4 Eylül 2013 Çarşamba

Beşiktaş sosyalizmi

Eskiden “Sosyalist bilinç” vardı, şimdiyse “Sosyalist Biliç”.
Beşiktaş’ın hocası Slaven Biliç ne demiş:
Buradaki felsefe, güç halkındır.
Oyunculara bunu anlatmaya çalışıyorum.”
Bununla da kalmamış, şöyle devam etmiş:
“Takımda zenginler ve fakirler yok, sınıflar yok.
Halkın desteği var.
Sınıfları ortadan kaldırarak, gücü halka vermeye çalışıyoruz.”
Sonunu da süper bağlamış:
“O bakımdan sosyalist bir takım yaratıyorum diyebilirim.”
Neden olmasın, sosyalizmin sırrına nihayet milletçe varırız belki bu sayede.
Biliç sayesinde!
Slaven Biliç, Yugoslavya’da yetişmiş son kuşağın temsilcisi.
Bir zamanların huzurlu ve müreffeh ülkesi, sosyalist Yugoslavya’da…
Haliyle, spora ve hayata soldan bakıyor.
Ayrıca rock albümleri var. Rock da genellikle sol şeritten gider, malum.
Slaven varken teoriye gerek yok!
Kendisi sosyalizmin en naif hali…
Hani o modası geçti denen sosyalizmin…
Bizde her zaman tu kaka olan sosyalizmin…
Tabii “Halkın takımı” Beşiktaş hemen sevdi Biliç’i.

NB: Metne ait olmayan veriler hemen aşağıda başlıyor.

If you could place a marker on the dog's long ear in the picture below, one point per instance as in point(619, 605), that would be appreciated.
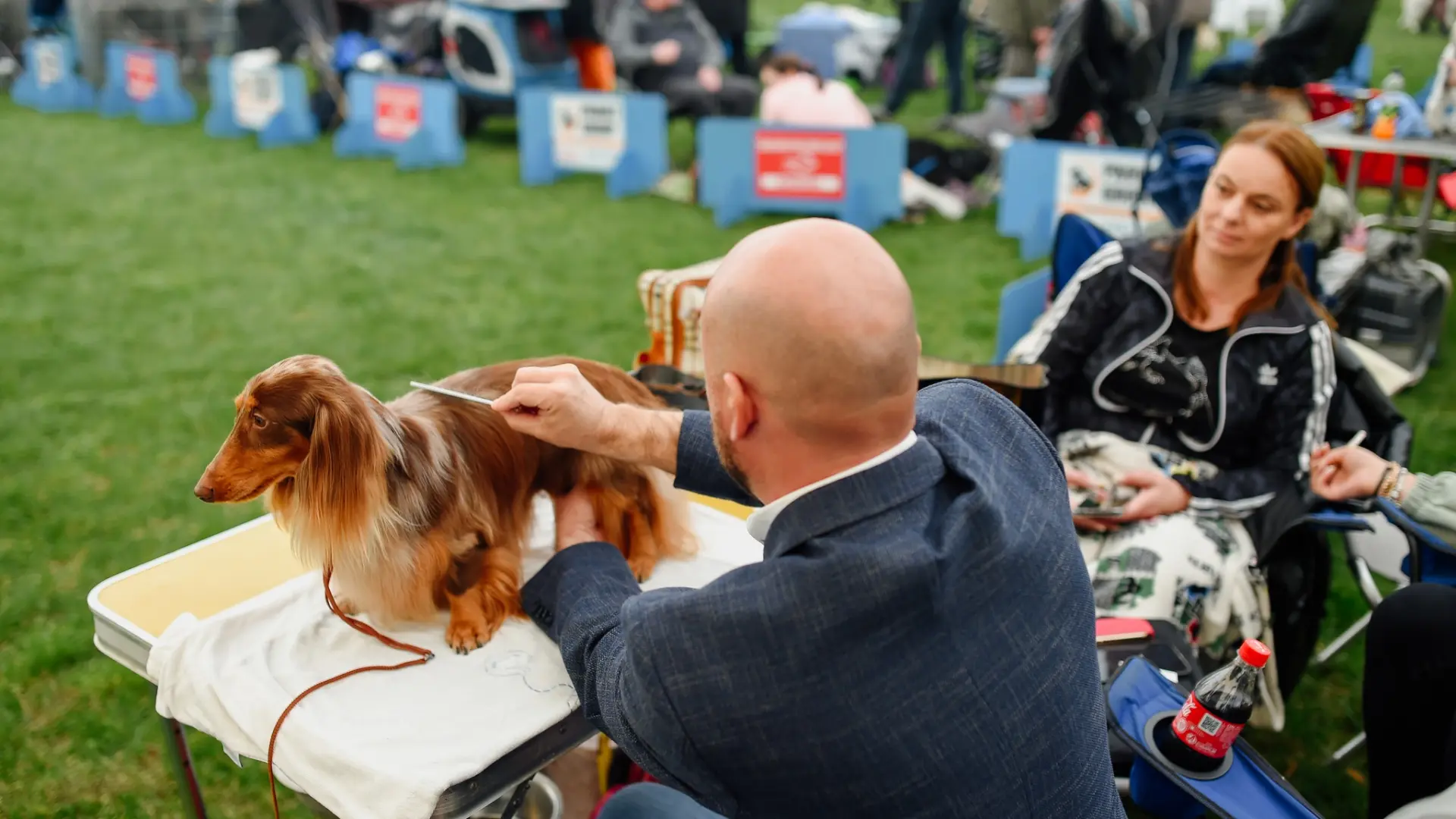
point(341, 485)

Onu ve gitarını, “Çarşı”dan biriymiş gibi bağrına bastı. 
“Sosyalizm nedir, ne değildir?” sorusuna cevaben, bugüne kadar ciltler yazılmış. Daha da yazılır.
Eskiden “tu kaka” diyenler de şimdi “demode” diyor sosyalizme;
onu gerektiren şartlar ortadan kalkmış gibi.

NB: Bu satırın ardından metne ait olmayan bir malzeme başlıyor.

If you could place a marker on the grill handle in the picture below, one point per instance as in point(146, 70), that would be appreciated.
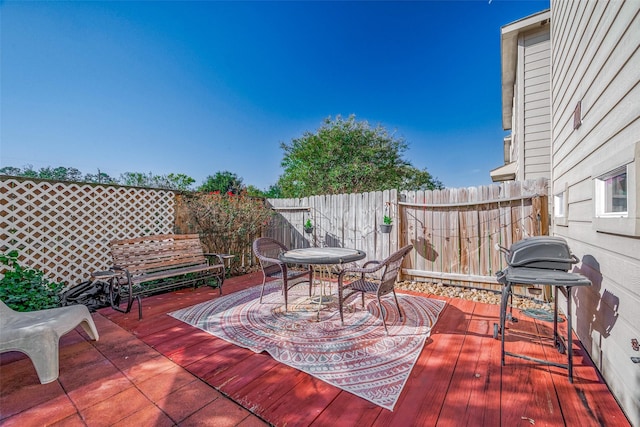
point(573, 260)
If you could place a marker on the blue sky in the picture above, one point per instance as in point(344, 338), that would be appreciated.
point(202, 87)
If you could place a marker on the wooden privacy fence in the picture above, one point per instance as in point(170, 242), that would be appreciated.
point(64, 228)
point(455, 231)
point(343, 220)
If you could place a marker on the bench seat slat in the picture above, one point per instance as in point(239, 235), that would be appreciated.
point(166, 258)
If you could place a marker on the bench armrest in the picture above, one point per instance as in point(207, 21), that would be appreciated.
point(219, 256)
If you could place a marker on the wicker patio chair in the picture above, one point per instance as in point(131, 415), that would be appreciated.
point(375, 277)
point(267, 251)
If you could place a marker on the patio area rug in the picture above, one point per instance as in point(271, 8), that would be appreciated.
point(357, 357)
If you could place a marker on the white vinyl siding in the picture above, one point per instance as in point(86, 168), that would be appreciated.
point(596, 61)
point(536, 104)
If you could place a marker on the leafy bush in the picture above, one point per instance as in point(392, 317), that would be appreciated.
point(26, 289)
point(227, 222)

Geçenlerde ülkemizi ziyaret eden Marksist kuramcı Terry Eagleton ise şöyle dedi: “Sosyalizm, insanın başkalarının mutluluğuyla mutlu olmasıdır.”
Yani “boş ver başkalarını aslan, sen kendini kurtarmaya bak!” diyen egoizmin tam tersi.

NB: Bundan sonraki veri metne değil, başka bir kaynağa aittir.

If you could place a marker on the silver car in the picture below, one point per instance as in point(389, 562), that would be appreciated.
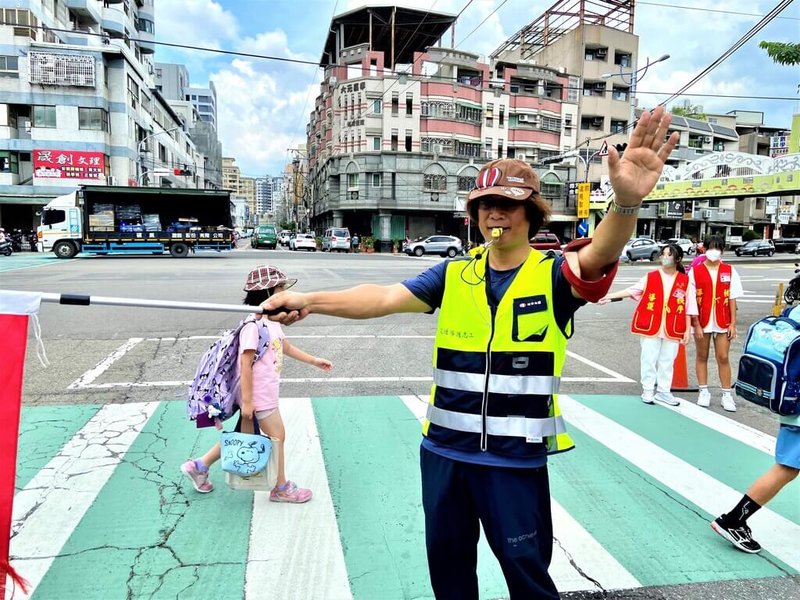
point(641, 249)
point(445, 245)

Herkes sırf kendini düşündüğü zaman, takımların hali malum… Futbolcular yalnızları, taraftar da mutsuzları oynuyor.
İşte bizim milli takım.
Beşiktaş ise Biliç gelince silkiniverdi.
Tribünlerle bütünleşti, üç maçının üçünü de aldı.
Artık siyah-beyazlı futbolcuların ve tribünlerin birbirlerinin mutluluğuyla mutlu olabildiğini görmek mümkün…
Bu ruh halinin zıddını da yazar Murat Menteş söylüyor:
“Yobaz, bir başkası mutlu olacak diye aklı çıkan kişidir!”
Yani bir tarafta başkasının mutluluğuyla mutlu olanlar, diğer tarafta başkası mutlu olacak diye korkanlar.
Ortada da “bana ne kardeşim, ben kendi dalgama bakarım!” diyenler.
Şike gölgesindeki futbolumuzun şu zor günlerinde, Beşiktaş seçimini yaptı.
Bu gidişle diğer camialar da yapmak zorunda kalacak.
Hatta belli mi olur, belki de onca aydının yıllarca anlatamadığını Biliç anlatmayı başarır bize.
Başkasının mutluluğuyla mutlu olmak neymiş, görmüş oluruz!